Bakan Çavuşoğlu, Doğu Akdeniz ve Kıbrıs etrafındaki hidrokarbon rezervlerine ilişkin, Türkiye'nin uluslararası hukuktan doğan hakları olduğunu, yani kıta sahanlığı içindeki alanlarda Türkiye'nin sismik ve sondaj yapma hakkı bulunduğunu belirtti.
"İkinci konusu ise KKTC'yi ilgilendiren bir nokta. Burada Kıbrıs etrafındaki hidrokarbon rezervlerinde Kıbrıs Türk halkının da hakları var. Bunu herkes kabul ediyor." diyen Çavuşoğlu, Rum kesimi, Yunanistan ve Avrupa Birliği'nin de bunu kabul ettiğini vurguladı.

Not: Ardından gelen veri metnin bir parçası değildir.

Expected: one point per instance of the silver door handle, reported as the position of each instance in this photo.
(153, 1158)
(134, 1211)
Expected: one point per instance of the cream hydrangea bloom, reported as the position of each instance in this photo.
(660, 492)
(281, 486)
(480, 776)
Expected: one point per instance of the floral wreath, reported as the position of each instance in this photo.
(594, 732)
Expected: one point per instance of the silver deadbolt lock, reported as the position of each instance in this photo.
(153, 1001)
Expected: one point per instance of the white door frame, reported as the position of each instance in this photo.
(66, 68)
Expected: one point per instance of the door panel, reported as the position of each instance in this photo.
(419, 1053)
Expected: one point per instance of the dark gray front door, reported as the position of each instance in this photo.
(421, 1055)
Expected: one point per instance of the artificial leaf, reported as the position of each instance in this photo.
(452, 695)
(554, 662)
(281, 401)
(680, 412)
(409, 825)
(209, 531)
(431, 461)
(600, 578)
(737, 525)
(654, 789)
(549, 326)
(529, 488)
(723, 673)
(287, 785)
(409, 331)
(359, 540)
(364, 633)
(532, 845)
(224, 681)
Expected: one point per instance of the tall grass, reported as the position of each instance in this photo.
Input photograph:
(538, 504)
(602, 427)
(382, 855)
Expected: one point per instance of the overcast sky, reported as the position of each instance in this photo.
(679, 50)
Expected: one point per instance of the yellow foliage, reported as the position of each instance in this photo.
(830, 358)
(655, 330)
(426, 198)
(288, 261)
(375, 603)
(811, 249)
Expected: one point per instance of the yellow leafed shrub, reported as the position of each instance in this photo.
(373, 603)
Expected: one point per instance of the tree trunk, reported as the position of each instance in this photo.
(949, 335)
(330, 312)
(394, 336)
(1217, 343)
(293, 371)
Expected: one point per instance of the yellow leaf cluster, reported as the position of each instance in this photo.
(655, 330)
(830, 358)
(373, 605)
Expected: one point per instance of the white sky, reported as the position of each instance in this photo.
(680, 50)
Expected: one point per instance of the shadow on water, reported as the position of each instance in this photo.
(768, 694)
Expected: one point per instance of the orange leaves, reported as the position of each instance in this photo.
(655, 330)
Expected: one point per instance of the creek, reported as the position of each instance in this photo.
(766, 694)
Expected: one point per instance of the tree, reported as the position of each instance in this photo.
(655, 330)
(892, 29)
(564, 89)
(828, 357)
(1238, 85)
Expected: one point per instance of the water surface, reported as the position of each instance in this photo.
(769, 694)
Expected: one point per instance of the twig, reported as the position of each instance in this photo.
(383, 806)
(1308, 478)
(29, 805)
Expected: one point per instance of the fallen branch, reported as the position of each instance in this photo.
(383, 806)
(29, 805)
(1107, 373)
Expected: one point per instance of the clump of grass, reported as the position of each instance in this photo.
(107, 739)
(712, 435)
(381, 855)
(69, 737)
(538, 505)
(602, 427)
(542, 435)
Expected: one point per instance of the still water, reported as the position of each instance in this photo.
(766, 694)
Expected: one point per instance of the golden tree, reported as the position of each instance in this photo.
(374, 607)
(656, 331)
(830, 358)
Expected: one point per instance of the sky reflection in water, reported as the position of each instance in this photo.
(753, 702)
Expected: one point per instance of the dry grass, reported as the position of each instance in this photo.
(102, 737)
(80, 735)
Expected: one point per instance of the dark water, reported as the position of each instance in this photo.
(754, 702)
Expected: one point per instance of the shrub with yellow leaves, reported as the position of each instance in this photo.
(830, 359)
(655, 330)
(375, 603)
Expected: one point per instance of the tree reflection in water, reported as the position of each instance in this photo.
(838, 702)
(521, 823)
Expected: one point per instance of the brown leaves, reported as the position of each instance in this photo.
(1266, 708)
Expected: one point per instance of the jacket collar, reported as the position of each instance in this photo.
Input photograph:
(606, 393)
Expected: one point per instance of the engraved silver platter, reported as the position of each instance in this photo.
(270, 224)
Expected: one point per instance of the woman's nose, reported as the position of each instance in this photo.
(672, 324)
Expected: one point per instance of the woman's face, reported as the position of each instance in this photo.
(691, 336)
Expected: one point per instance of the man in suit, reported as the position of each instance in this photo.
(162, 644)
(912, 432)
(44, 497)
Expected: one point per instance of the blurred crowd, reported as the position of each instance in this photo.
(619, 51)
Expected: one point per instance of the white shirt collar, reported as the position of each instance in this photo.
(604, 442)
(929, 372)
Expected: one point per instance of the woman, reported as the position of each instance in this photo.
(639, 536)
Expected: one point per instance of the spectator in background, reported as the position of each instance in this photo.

 Başından beri basit bir talepleri olduğunu aktaran Çavuşoğlu, şunları söyledi:
"Biz bu çalışmalara, yani sondaj ya da araştırma çalışmalarına karşı değiliz ama Kıbrıs Türk halkının haklarını garanti altına alması gerekiyor. İki taraf arasında olmayacaksa, AB üzerinden veya başka formüllerde özel şirketler üzerinde bu yapılabilir. Biz her türlü esnekliği gösterdik. Özellikle Anastasiadis, bu hakları Kıbrıs Türk tarafının hakkının olduğunu kabul etmesine rağmen, bunu garanti altına alamayacağını, böyle bir adımı atamayacağını söylemesinden sonra biz de tek taraflı çalışmalara karşı olduğumuz için KKTC'nin şirketlerimize ruhsat verdiği alanlarda sismik araştırmalarımızı yapıyoruz, önümüzdeki süreçte sondaj çalışmalarına da başlayacağız. Oysa bu konu çok basit bir şekilde çözülebilirdi. Biz sorunu çözmek için her türlü yapıcı yaklaşımda bulunduk, esnekliği gösterdik. Şimdi bir fonun kurulmasıyla ilgili öneriler var. Bunları da değerlendiriyoruz."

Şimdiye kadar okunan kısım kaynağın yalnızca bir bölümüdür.